Most of us were introduced to bonsai trees in The Karate Kid, and I’m no exception to that. It’s an iconic scene in a spectacular movie when young Danny LaRusso is introduced to the calming and meditative practice of bonsai. The magic of the scene stands true and powerful today. Forgive the quality on that link, it’s the only English version I could find.
As a youngin’ I imitated the movies climactic crane kick a thousand times (I might still do that today, sue me), but I was fixated on growing a bonsai tree for myself. I tried many times and every attempt was met with failure. And a crispy, dead bonsai. Can’t forget that.
My brother bought me a bonsai when I was fifteen and it promptly died under my care. I purchased half a dozen more from various sources: a bonsai specialist, garden centers, even mail-order. Every single plant died under my loving care. I fertilized by the book, pruned them lovingly into appealing shapes, watered them diligently and regularly. I babied these tiny trees with no small amount of affection.
That’s where I went wrong.
The Dwarf Tree
Bonsai aren’t a type of tree but instead are a style of growing. The trees and shrubs used for container growing would reach their full size if they weren’t bound to a tiny container. Trees and plants will grow to whatever size their home allows them to reach. You could take a maple tree seedling and place it in a shallow container, and it might reach a height of two feet. But place that same seedling in the ground and you’ll have a forty-foot tree when it’s mature.

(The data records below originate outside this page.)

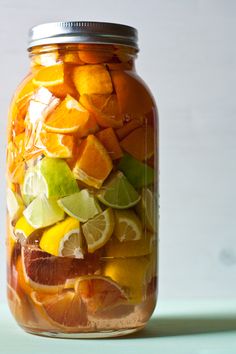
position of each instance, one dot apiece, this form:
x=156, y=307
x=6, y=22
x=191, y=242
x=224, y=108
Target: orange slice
x=104, y=108
x=64, y=309
x=133, y=96
x=47, y=273
x=92, y=79
x=95, y=54
x=56, y=78
x=140, y=143
x=109, y=140
x=128, y=128
x=93, y=164
x=57, y=145
x=69, y=117
x=99, y=293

Bonsai aren’t babies. These are adult and mature trees kept to a limited size. A 390-year-old tree in Japan is proof that very old trees aren’t always behemoths. For a long time I was under the impression that these plants needed to be delicately tended to, cared for diligently and kept under my watchful gaze. That level of caring suffocated these trees, or drowned them in water, burned them under fertilizer, and cut their green growth off until a skeletal shape remained.
No wonder they all died.
A Change of Practice
In December of 2016 I received a small juniper shrub, a prickly evergreen that is often used in bonsai. I was determined to give growing these things one more shot, so I repotted the juniper into an appropriate container and watered it once, and then I left it outside all winter long.
“Forget it,” I said to myself, “Caring too much didn’t work. Let’s try letting the tree figure it out on its own.”
Snow piled up, the winter chill reached single digits, and I never touched the damn tree. Amazingly the juniper survived through the winter, so I gave it one light application of fertilizer and snipped a few branches and growing segments. I’d water it once a week at most but largely let the thing take care of itself.
Halfway through the summer I realized the juniper had really started to grow. It looked happy and healthy. So I ignored it again.
Here we are in the spring of 2018 and that little juniper is still kicking. It actually looks pretty god damn good, but it never would have if I smothered it with too much attention.
It prospered only when I gave it space, just enough attention, and plenty of fresh air.
Trees and People
To have that kind of relationship with something you want to see grow and be happy isn’t easy, even when it’s ourselves. Our instinct and perception is that we need to be one hundred percent on at all times to foster growth. That isn’t necessary. Sometimes you need to trust and have faith that shit’ll work out.
Too much attention in one area puts us out of balance, and sometimes it can even smother the object of our affection. Back off, offer that love and aid as it’s needed, but encourage that space and self-reliance. I have a feeling that applies to more than trees. Trees need that stress to grow strong, and we need to allow it to happen.